There are many sizes of batteries but all batteries fall into one of only two types: Primary and Secondary.
Primary batteries include alkaline/manganese, carbon-zinc, mercuric-oxide, zinc-air, silver-oxide, and other types of button batteries. Secondary batteries, also called “rechargeable”, include lead-acid, nickel-cadmium, and possibly nickel-hydrogen.
Dry-cell batteries include alkaline and carbon-zinc (9-volt, D, C, AA, AAA), mercuric-oxide (button, some cylindrical and rectangular), silver-oxide and zinc-air (button), and lithium (9-volt, C, AA, coin, button, rechargeable).
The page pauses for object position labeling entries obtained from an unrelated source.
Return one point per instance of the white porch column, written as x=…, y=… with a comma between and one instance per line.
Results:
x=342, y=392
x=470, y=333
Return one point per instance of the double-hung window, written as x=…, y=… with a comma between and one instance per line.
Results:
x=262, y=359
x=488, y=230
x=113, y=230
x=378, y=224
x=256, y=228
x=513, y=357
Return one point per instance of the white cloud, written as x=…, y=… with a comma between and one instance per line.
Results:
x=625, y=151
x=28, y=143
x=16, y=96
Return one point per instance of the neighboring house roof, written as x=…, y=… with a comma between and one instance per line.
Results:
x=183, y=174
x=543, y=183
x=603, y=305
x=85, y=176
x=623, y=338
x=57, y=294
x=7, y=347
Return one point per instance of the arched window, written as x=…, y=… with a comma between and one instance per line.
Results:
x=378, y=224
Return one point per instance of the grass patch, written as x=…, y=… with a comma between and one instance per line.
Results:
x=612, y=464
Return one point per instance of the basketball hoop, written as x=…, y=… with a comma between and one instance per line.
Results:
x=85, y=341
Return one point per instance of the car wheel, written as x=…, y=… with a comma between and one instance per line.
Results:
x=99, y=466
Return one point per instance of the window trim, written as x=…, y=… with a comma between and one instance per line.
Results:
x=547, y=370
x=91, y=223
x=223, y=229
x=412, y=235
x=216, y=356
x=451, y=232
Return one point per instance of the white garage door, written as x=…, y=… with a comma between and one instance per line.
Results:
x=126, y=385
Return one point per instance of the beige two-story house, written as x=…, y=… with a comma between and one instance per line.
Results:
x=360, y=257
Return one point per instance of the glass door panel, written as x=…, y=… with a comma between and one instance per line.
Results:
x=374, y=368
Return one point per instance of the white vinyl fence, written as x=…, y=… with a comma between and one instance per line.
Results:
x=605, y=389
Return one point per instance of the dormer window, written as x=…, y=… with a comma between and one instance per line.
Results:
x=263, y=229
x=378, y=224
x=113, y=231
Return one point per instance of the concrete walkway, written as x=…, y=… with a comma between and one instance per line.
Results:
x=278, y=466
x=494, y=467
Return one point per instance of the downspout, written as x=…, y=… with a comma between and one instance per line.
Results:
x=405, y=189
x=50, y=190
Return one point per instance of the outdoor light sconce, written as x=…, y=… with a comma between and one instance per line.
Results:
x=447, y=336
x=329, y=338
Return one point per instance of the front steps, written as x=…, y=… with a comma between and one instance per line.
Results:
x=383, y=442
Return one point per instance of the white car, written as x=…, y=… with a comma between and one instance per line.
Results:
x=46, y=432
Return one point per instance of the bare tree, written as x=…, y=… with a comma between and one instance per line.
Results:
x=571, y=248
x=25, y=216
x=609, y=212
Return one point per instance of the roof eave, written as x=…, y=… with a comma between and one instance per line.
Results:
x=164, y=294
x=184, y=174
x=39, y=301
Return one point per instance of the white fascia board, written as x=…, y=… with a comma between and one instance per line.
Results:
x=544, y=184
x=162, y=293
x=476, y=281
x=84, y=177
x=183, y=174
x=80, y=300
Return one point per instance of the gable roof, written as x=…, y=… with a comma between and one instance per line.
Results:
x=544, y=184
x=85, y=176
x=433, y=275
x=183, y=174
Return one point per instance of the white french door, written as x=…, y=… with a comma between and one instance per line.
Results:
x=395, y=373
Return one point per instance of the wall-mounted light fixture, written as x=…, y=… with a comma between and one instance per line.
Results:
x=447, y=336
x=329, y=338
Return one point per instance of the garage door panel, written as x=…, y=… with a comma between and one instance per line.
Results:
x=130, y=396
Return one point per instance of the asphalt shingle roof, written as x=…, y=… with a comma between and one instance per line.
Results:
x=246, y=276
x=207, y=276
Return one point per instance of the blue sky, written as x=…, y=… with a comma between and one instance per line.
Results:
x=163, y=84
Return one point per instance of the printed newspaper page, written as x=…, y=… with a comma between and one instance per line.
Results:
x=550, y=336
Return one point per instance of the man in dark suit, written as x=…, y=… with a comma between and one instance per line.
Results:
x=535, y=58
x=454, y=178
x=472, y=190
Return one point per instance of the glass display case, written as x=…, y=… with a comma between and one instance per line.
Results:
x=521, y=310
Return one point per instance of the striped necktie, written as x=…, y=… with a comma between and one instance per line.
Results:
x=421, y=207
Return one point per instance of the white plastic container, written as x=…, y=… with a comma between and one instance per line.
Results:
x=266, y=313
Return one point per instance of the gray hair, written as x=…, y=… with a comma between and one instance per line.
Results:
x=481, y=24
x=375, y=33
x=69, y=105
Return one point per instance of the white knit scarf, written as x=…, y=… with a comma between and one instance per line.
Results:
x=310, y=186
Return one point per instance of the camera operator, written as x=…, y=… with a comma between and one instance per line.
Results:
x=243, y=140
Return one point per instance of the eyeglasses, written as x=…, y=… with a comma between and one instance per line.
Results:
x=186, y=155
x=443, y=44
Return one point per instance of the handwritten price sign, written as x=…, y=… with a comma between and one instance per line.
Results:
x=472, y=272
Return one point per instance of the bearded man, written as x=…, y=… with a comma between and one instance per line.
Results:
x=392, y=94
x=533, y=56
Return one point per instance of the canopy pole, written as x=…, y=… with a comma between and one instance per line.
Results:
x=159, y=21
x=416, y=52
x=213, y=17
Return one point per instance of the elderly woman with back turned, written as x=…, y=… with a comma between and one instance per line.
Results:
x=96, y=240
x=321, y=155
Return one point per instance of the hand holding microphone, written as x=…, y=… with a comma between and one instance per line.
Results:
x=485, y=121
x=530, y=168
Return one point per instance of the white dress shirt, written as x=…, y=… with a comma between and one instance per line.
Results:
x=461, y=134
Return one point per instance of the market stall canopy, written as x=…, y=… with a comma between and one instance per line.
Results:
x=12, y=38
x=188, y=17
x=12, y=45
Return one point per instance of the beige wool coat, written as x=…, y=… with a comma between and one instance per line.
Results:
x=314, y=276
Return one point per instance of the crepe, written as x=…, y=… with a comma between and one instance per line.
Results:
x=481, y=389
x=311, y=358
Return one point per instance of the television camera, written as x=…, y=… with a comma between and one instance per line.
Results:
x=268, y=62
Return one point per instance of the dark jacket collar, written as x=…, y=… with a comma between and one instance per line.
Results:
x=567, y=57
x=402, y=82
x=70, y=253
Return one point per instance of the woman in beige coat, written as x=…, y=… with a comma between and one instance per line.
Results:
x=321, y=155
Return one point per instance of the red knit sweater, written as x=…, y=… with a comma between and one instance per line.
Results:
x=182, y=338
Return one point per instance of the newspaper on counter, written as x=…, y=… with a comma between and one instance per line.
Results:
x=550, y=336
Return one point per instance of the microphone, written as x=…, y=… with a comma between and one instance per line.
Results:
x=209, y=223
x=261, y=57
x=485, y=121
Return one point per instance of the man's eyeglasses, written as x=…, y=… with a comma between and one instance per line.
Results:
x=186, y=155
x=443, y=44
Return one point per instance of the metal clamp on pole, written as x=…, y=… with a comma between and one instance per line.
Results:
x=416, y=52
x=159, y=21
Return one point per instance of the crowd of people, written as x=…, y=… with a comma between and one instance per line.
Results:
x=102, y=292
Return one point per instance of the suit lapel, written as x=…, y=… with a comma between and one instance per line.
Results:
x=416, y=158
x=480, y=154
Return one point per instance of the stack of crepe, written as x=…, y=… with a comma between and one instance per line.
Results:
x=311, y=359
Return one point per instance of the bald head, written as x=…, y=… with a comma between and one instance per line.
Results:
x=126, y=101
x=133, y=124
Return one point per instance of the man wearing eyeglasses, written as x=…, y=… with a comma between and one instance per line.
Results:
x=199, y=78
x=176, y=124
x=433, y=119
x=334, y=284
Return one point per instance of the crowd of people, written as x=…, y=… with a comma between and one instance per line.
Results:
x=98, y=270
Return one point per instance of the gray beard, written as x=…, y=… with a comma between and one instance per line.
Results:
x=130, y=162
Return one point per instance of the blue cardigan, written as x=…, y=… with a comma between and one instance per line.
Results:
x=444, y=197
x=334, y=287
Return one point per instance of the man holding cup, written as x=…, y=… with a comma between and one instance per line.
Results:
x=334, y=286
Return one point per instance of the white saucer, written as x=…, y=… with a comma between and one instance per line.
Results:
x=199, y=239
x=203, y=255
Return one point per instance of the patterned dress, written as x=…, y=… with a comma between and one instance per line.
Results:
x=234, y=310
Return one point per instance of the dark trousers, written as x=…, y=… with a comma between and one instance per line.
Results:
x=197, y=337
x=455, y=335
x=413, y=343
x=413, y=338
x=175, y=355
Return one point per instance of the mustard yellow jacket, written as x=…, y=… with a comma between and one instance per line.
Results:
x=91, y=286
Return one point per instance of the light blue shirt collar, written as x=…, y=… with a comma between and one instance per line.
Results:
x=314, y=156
They power such things as hearing aids, radios, toys, cellular phones, watches, laptop computers, and portable power tools.
Wet-cell batteries, which contain a liquid electrolyte, commonly power automobiles, boats, or motorcycles.
Although Mercury was phased out of certain types of batteries in conjunction with the "Mercury-Containing and Rechargeable Battery Management Act" passed in 1996, single-use batteries contain both recyclable and hazardous materials so recycling them keeps heavy metals out of landfills and the air.
Single-use batteries do not contain heavy metals so throwing smaller amounts of household, dry-cell batteries into your regular waste stream is not illegal, except in California.
Larger, wet-cell batteries can be taken to your local Household Hazardous Waste collection. Call your local Solid Waste Management District to find one near you.